Nguyen: Sie haben bis heute keine deutsche Staatsbürgerschaft aber möchten sich trotzdem politisch engagieren?
Taylan: Ich bin hier in Deutschland geboren, war von der ersten bis zur zwölften Klasse auf deutschen Schulen und besuche jetzt eine deutsche Universität. Ich sehe mich als ein Teil des Landes und möchte auch dazu beitragen, dass wir hier weiter in Ruhe und in Freiheit leben können.
Nguyen: Ohne deutsche Staatsbürgerschaft dürfen Sie nicht wählen. Finden Sie das gerecht oder sollte man Ihrer Meinung nach etwas daran ändern?
Taylan: Ich denke, es kann nicht gut sein, wenn man die Gedanken und Bedürfnisse von mehreren Millionen Menschen ignoriert und ihnen keine Möglichkeit gibt, sich in irgendeiner Form mitzuteilen. Es sollte vielleicht nicht jeder wählen dürfen, der erst seit zwei Wochen in Deutschland lebt. Aber viele sind schon Jahrzehnte hier und können überhaupt keinen Einfluss nehmen und vielleicht helfen, dass es besser wird. Man sollte die Menschen differenziert betrachten und nicht alle über einen Kamm scheren. Mittlerweile habe ich auch den deutschen Pass beantragt, damit ich es in Zukunft in einigen Situationen etwas einfacher habe und auch bei einigen Themen mitentscheiden kann.
Nguyen: Warum haben Sie die deutsche Staatsbürgerschaft erst jetzt beantragt?
Taylan: Da meine Eltern beide die türkische Staatsbürgerschaft haben, erhielt ich diese auch automatisch. In meinem Fall konnte ich erst mit 18 Jahren die deutsche Staatsbürgerschaft beantragen. Dafür musste ich noch einige Zeit sparen. Das kostet alles in allem ungefähr 900 Euro, was nicht gerade wenig Geld für eine Studentin ist.

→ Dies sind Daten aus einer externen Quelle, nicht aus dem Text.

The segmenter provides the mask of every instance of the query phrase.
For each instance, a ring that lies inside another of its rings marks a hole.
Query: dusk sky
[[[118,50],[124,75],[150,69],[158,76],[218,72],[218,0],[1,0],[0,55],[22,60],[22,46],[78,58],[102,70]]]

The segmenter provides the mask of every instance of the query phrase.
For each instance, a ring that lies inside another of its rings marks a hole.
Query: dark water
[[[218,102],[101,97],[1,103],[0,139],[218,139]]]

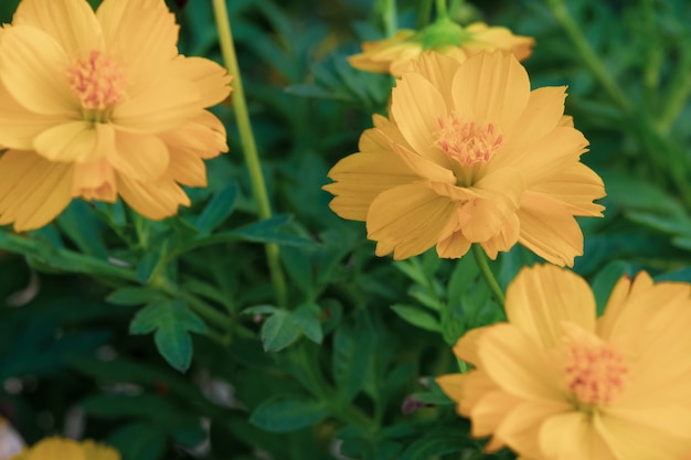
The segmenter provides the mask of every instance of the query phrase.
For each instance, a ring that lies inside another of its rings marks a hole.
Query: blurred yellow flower
[[[22,0],[0,29],[0,225],[38,228],[72,197],[160,220],[226,151],[205,107],[230,93],[220,65],[178,54],[163,0]]]
[[[117,450],[85,440],[82,442],[59,437],[45,438],[10,460],[120,460]]]
[[[411,61],[428,50],[458,61],[480,52],[502,50],[523,61],[532,53],[534,43],[532,38],[514,35],[502,26],[490,28],[483,22],[475,22],[461,28],[450,20],[440,20],[418,32],[402,29],[390,39],[364,42],[362,53],[349,56],[348,62],[361,71],[398,77]]]
[[[530,90],[511,54],[460,63],[425,53],[393,89],[389,119],[329,172],[331,208],[366,221],[376,255],[436,245],[457,258],[478,243],[492,259],[517,242],[573,265],[583,252],[574,216],[598,216],[599,176],[580,162],[588,145],[563,116],[565,87]]]
[[[486,450],[524,459],[680,460],[691,451],[691,286],[646,272],[615,286],[605,314],[577,275],[524,268],[508,323],[471,330],[437,378]]]

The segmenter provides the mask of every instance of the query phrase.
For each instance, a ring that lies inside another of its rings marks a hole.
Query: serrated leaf
[[[287,311],[276,310],[262,325],[261,335],[265,352],[278,352],[297,340],[300,328]]]
[[[403,320],[418,328],[432,332],[439,332],[440,325],[437,318],[426,310],[417,307],[396,303],[391,309]]]
[[[323,403],[301,397],[281,397],[257,407],[249,422],[273,432],[290,432],[315,425],[329,416]]]
[[[128,286],[116,289],[106,297],[106,301],[116,306],[141,306],[161,298],[155,289],[139,286]]]
[[[157,299],[139,310],[129,325],[130,334],[153,334],[153,342],[166,361],[180,372],[192,362],[190,332],[206,332],[206,324],[182,299]]]
[[[232,183],[213,195],[204,211],[196,218],[196,228],[205,235],[211,234],[235,210],[237,202],[237,185]]]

Nguyen: Sind sie der Meinung, dass andere Menschen ohne deutsche Staatsbürgerschaft sich auch mehr engagieren sollten?
Taylan: Ja, aber leider ist dies oft nicht der Fall. Viele denken, dass sie die Probleme hier nichts angehen, da sie sich eher als Gäste fühlen statt als deutsche Staatsbürger. Man muss es bei älteren Menschen auch verstehen, sie kennen das Mitspracherecht nicht und vor Staatsorganen haben sie meist Angst. Deswegen nehmen viele Menschen an diesen Demonstrationen nicht teil. Für sie ist es etwas großes Unbekanntes, das vielleicht Gefahr birgt. Die Leute sollten sich dennoch engagieren und ihre Angst überwinden.
Nguyen: Man sieht häufig Demonstrationen von Kurden oder anderen Volksgruppen, die gegen Vorfälle in ihren Heimatländern protestieren. Manche stört es und andere unterstützen diese Proteste. Wie sehen Sie das?

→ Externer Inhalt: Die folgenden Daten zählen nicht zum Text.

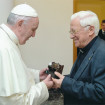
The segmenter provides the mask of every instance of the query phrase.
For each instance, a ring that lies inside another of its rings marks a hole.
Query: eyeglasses
[[[88,27],[88,26],[90,26],[90,25],[84,26],[83,28],[86,28],[86,27]],[[75,35],[75,34],[78,34],[78,32],[80,32],[80,30],[81,30],[81,29],[79,29],[79,30],[74,30],[74,29],[72,29],[72,30],[69,31],[69,33],[72,34],[72,35]]]

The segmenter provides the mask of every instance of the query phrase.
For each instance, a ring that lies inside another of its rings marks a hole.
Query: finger
[[[54,72],[56,76],[58,76],[59,78],[62,78],[62,75],[58,72]]]

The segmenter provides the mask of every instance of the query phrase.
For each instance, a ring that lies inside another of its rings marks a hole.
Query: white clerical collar
[[[1,24],[0,27],[8,34],[10,39],[14,41],[15,44],[19,43],[17,36],[9,27],[7,27],[5,24]]]

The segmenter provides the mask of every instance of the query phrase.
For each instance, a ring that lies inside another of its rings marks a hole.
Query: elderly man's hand
[[[42,69],[40,70],[39,76],[40,76],[40,80],[44,80],[48,75],[45,73],[46,70],[48,70],[48,68]]]
[[[55,79],[55,78],[52,78],[53,82],[54,82],[54,85],[53,85],[53,88],[60,88],[61,87],[61,84],[62,84],[62,81],[64,79],[65,76],[61,75],[60,73],[58,72],[55,72],[55,75],[59,77],[59,79]]]

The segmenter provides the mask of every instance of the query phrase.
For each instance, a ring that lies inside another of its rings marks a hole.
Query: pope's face
[[[26,41],[30,37],[35,37],[36,30],[39,25],[39,19],[38,17],[36,18],[31,18],[27,21],[27,23],[22,24],[21,26],[21,31],[20,31],[20,36],[18,37],[19,39],[19,44],[25,44]]]
[[[101,24],[101,28],[105,31],[105,23]]]

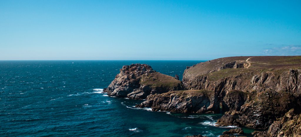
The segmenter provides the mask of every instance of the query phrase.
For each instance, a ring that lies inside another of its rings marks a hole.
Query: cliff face
[[[141,99],[147,96],[184,89],[180,81],[153,70],[146,64],[124,66],[105,89],[110,96]]]
[[[136,106],[151,108],[154,111],[189,113],[219,112],[219,103],[214,92],[206,90],[169,92],[148,96],[147,101]]]
[[[124,66],[105,91],[146,99],[136,107],[154,111],[218,113],[222,104],[225,114],[217,126],[267,130],[254,133],[258,136],[290,136],[301,128],[300,81],[301,56],[240,56],[187,67],[183,83],[146,65]]]
[[[235,57],[188,67],[189,90],[214,91],[225,115],[221,125],[267,129],[290,109],[300,108],[301,57]]]

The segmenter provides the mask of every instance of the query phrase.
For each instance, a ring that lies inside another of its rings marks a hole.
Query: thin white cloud
[[[301,55],[301,45],[290,45],[274,47],[262,51],[263,54],[268,56]]]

Taylan: Ich nehme an solchen Demonstrationen nicht teil, da sie mich nicht betreffen. Aber grundsätzlich finde ich es gut, wenn die Menschen versuchen auf Ungerechtigkeiten aufmerksam zu machen. Allerdings geht es bei solchen Protesten meist um Gebiete oder um Auseinandersetzungen in den Heimatländern. Diese Dinge betreffen nicht alle Menschen hier im Land, was bei den Anti-Atomkraft-Demonstrationen anders ist. Ich lebe schließlich hier und nicht in der Türkei. Wenn sich dort etwas ändert, hat das keine unmittelbaren Auswirkungen auf mein Leben. Wenn sich in Deutschland etwas ändert, egal ob ich es will oder nicht, dann hat das direkte Auswirkungen auf mein Leben.

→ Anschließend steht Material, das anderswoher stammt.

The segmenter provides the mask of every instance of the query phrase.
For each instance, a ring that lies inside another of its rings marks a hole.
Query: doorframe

Nguyen: Was versprechen Sie sich von solchen Demonstrationen?
Taylan: Demonstrationen erzeugen Aufmerksamkeit und werden von der Öffentlichkeit wahrgenommen. Je mehr Menschen an solchen Protesten teilnehmen desto höher ist die Aufmerksamkeit der Öffentlichkeit und umso weniger können die Zuständigen die Forderungen der Demonstranten ignorieren.